We eat yogurt daily in our home, and have been feeding our little ones organic yogurt since they started solids! Happy Family has always been one of our go-to organic brands for snacks, yogurt, solids, and squeeze pouches… and so finding this delicious recipe for pancakes that uses their Whole Milk Yogurt Cups has me really excited! Breakfast, anyone?

Yummy Yogurt Pancakes

Ingredients

4 Happy Baby Whole Milk Yogurt Cups (pick your favorite fruity flavor!)
½ cup whole wheat flour
½ cup white flour
2 teaspoons baking powder
½ cup whole milk* (“Mom” prefers organic)
1 egg**
Butter or oil for cooking (“Mom” prefers organic butter or coconut oil)

Preparation

STEP 1
Mix flour and baking powder in a bowl.

STEP 2
In a separate bowl, mix together yogurt, milk, and egg.

STEP 3
Combine yogurt mixture into the dry ingredients and mix. Batter will be a bit thick.

STEP 4
Heat a small amount of butter or oil in a pan over medium high heat.

STEP 5
Place a few tablespoons of the mixture in the pan, cook until bubbles appear, and then flip. Cook until golden brown.

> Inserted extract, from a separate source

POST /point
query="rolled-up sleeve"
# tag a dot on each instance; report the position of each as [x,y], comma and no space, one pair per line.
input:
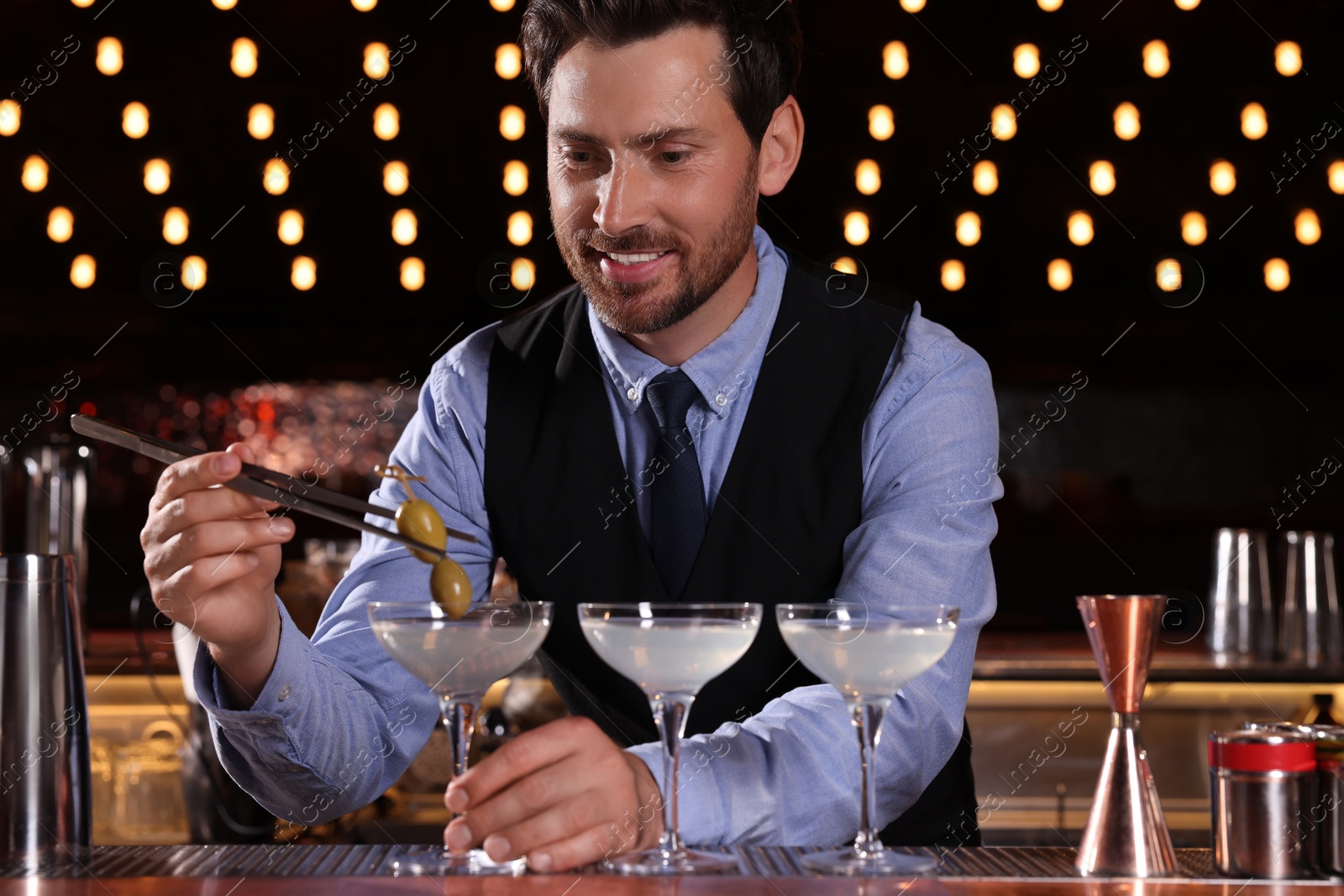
[339,720]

Repeat.

STEP 6
Freeze the remaining pancakes, and enjoy for a quick meal or snack in the future.

Makes about 20 small pancakes.

Please Note:

*This small amount of cow’s milk is safe before 1 year if your baby doesn’t have a milk allergy. If they do, use a plant-based milk.

**If your baby has an egg allergy, replace the egg with 2 to 3 tablespoons of unsweetened applesauce.